Wer uns begeisterte – und wer uns ärgerte

von Redaktion

Sportbilanz 2020: Mancher glänzte auch ohne Titel, andere enttäuschten trotz ihrer Erfolge

TOPS

Leon Draisaitl: Er ist kein aufregender Typ, prahlt nicht mit seiner kanadischen Schauspieler-Freundin, stellt bei seinen Social-Media-Aktivitäten den Hund in den Mittelpunkt, macht kein Aufheben um die eigene Person, sondern trainiert einfach wahnsinnig gerne. Eishockeyspieler Leon Draisaitl lässt die Leistungen sprechen, die er im Dienst der Edmonton Oilers erbringt. In der NHL, der Liga der Besten, stand er auf Platz eins der Scorer, er wurde mit Trophäen überhäuft. Das Jahr 2020 war auch die Geschichte seiner Emanzipation von Connor McDavid. Bislang hieß es, Draisaitls Punktekonto werde auch durch die Sturmlinien-Partnerschaft mit dem Kanadier gefüllt. Seit einer längeren Verletzungspause von McDavid stürmen sie getrennt. Und Draisaitl punktet noch stärker.

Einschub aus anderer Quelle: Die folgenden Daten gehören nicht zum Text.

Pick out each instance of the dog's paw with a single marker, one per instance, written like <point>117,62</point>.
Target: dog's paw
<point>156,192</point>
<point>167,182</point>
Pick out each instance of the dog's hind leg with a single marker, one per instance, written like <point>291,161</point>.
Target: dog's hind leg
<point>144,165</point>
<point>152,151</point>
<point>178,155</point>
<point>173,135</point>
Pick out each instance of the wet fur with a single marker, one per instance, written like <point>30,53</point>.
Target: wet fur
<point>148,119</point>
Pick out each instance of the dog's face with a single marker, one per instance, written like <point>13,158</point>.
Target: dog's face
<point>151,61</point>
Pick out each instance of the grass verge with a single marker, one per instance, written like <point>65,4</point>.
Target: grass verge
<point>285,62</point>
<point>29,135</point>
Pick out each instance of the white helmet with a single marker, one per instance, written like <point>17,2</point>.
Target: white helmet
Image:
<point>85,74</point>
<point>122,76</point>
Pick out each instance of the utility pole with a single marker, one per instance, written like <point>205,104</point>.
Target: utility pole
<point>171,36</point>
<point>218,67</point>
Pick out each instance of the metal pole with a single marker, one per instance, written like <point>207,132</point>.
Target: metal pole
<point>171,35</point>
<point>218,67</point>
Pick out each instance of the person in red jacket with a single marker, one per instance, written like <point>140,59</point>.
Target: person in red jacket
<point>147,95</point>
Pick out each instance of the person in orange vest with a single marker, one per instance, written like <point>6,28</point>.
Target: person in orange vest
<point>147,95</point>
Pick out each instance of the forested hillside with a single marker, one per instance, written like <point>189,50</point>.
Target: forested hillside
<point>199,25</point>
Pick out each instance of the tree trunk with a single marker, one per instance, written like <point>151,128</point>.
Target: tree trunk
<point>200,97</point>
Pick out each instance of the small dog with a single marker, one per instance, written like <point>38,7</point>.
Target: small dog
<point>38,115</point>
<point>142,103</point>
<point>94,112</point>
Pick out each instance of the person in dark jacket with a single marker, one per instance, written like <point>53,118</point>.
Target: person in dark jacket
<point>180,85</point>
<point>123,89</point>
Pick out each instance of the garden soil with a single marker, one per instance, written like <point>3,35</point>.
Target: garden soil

Tim Stützle: The Next Draisaitl? So sehen ihn die Ottawa Senators, die ihn im NHL-Draft, als sie als dritter Club an die Reihe kamen, auswählten. Mit 17 kam er in Mannheim in die DEL-Mannschaft, er trug das für Jugendliche vorgeschriebene Gitter vor dem Gesicht und spielte neben Leuten, die eine Karriere in der NHL gehabt hatten, doch Trainer Pavel Gross sagte: „Tim macht Sachen auf dem Eis, für die die anderen noch nicht bereit sind.“

Johannes Vetter: Er war nah dran. Nur 72 Zentimeter fehlten Johannes Vetter zum Speerwurf-Weltrekord. Sein bärenstarker Wurf über 97,76 Meter in Chorzow Anfang September schaffte es als neue deutsche Bestmarke dennoch in die Geschichtsbücher. Bei Olympia 2021 in Tokio soll der nächste große Coup folgen: „Das Ziel ist eine Medaille, am besten natürlich Gold“, sagte Vetter.

Erling Haaland: Als Fußball-Reporter hat man viele Fußballspiele und damit auch viele Fußballer gesehen. Wenn aber selbst erfahrene Kollegen sagen: „Den musst du mal live gesehen haben“, weiß man, hier geschieht etwas Besonderes. Der Dortmunder Erling Haaland erfüllt die Arenen mit einer Energie, die man sonst vergeblich sucht. Und das mit gerade einmal 20 Jahren. Das Naturschauspiel aus Norwegen in der Bundesliga sollten wir noch so lange genießen, wie wir es können.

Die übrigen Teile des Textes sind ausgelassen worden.